Here are a couple of the recent threads about them so help:wavey:

http://www.gtr.co.uk/forum/165029-blow-off-valve-dump-valve.html

http://www.gtr.co.uk/forum/160515-blow-off-dump-valve-yay-nay.html


----------



## enshiu (Aug 20, 2010)

Greddy RZ BOV twin

I am willing to fit those after my car is upgraded again DIY.

GReddy for RZ Blow Off Valve Kit 09+ Nissan GTR R35 11521133 | eBay


----------



## _shaun_ (Jan 16, 2007)

Was going to get the Greddys but Greddy don't recommend fitting the BOVs without the hard pipe kit.....just what they recommended.

GReddy


----------



## andrew186 (May 3, 2010)

the SVM BOV's are Go Faster Bits (GFB) TMS Respons and are much louder than the Forge ones.. I've had both.. 

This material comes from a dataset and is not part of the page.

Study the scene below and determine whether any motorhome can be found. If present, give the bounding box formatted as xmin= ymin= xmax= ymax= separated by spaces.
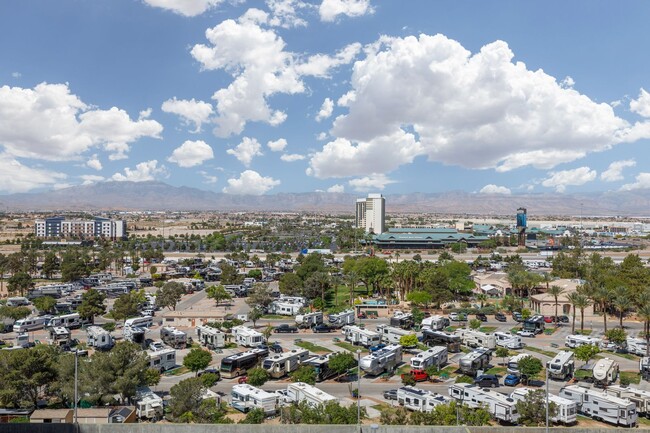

GFB is an australian brand and they have been making quality BOV's for a while.. Search NAGTROC for lots of feedback and reviews on the TMS Respons


----------



## UnaBomber (Jul 18, 2012)

i have tials and they are VERY loud. They sound amazing


----------



## Takamo (Oct 18, 2005)

Any idea how much a pair will cost(just parts) can fit myself and where can I get them from


----------



## Takamo (Oct 18, 2005)

UnaBomber said:


> i have tials and they are VERY loud. They sound amazing


Where can I get a price for these :lamer:


----------



## UnaBomber (Jul 18, 2012)

Takamo said:


> Where can I get a price for these :lamer:


I have tial Q's

im sure you can find them in the UK. I bought them from topspeed (topspeedtuned . com) they have a smoking package deal on them with boost logic intercooler piping and intake piping right now

id post a link but it wont let me


----------



## UnaBomber (Jul 18, 2012)

and they should run about $500 us dollars a pair


----------



## Lubo69GTR (Mar 4, 2010)

What's the point in putting BOV's on an auto? No need mate. I'm sure you can find something better to splash the cash on :thumbsup:


----------



## Julesthecat (Feb 15, 2012)

I fitted GoFastBits BOVs on my R35 a couple of months back. Got them from a UK website (Balance Motorsport, I think) for around £300. Easy to fit and bias between recirc or atmosphere can be adjusted. Not everyone is into the noise - can sound like air-brakes on a bus! - but a bit of harmless fun and (allegedly) helps maintain boost pressure. I didn't notice any major change in behaviour of the car - perhaps a little smoother between gears, but probably psychological The noise makes my 9 year old boy laugh every time - its quite loud both inside and outside the car. It's one of those Marmite items. If u do go for them I'd recommend getting ones that are adjustable as I believe full vent to atmosphere can screw with the engine occasionally.


----------



## Sinth (Sep 26, 2010)

UnaBomber said:


> I have tial Q's
> 
> im sure you can find them in the UK. I bought them from topspeed (topspeedtuned . com) they have a smoking package deal on them with boost logic intercooler piping and intake piping right now
> 
> id post a link but it wont let me


Can you pm me link please.


----------



## Takamo (Oct 18, 2005)

Lubo69GTR said:


> What's the point in putting BOV's on an auto? No need mate. I'm sure you can find something better to splash the cash on :thumbsup:


The 35 isn't auto bud and they sound great


----------



## enshiu (Aug 20, 2010)

JUN R1 has Greddy RZ fitted. 

I sourced them from USA.


----------



## *MAGIC* (Oct 21, 2009)

I found that the FORGE bov's sounded nice once wound up but not to in your face cosworth style.


----------



## Takamo (Oct 18, 2005)

Thank you to all you guys for taking time to advise, I have decided to go for the forge dump valves after speaking to Iain yesterday.


----------



## *MAGIC* (Oct 21, 2009)

Takamo said:


> Thank you to all you guys for taking time to advise, I have decided to go for the forge dump valves after speaking to Iain yesterday.


Good choice :thumbsup:


----------



## _shaun_ (Jan 16, 2007)

Takamo said:


> Thank you to all you guys for taking time to advise, I have decided to go for the forge dump valves after speaking to Iain yesterday.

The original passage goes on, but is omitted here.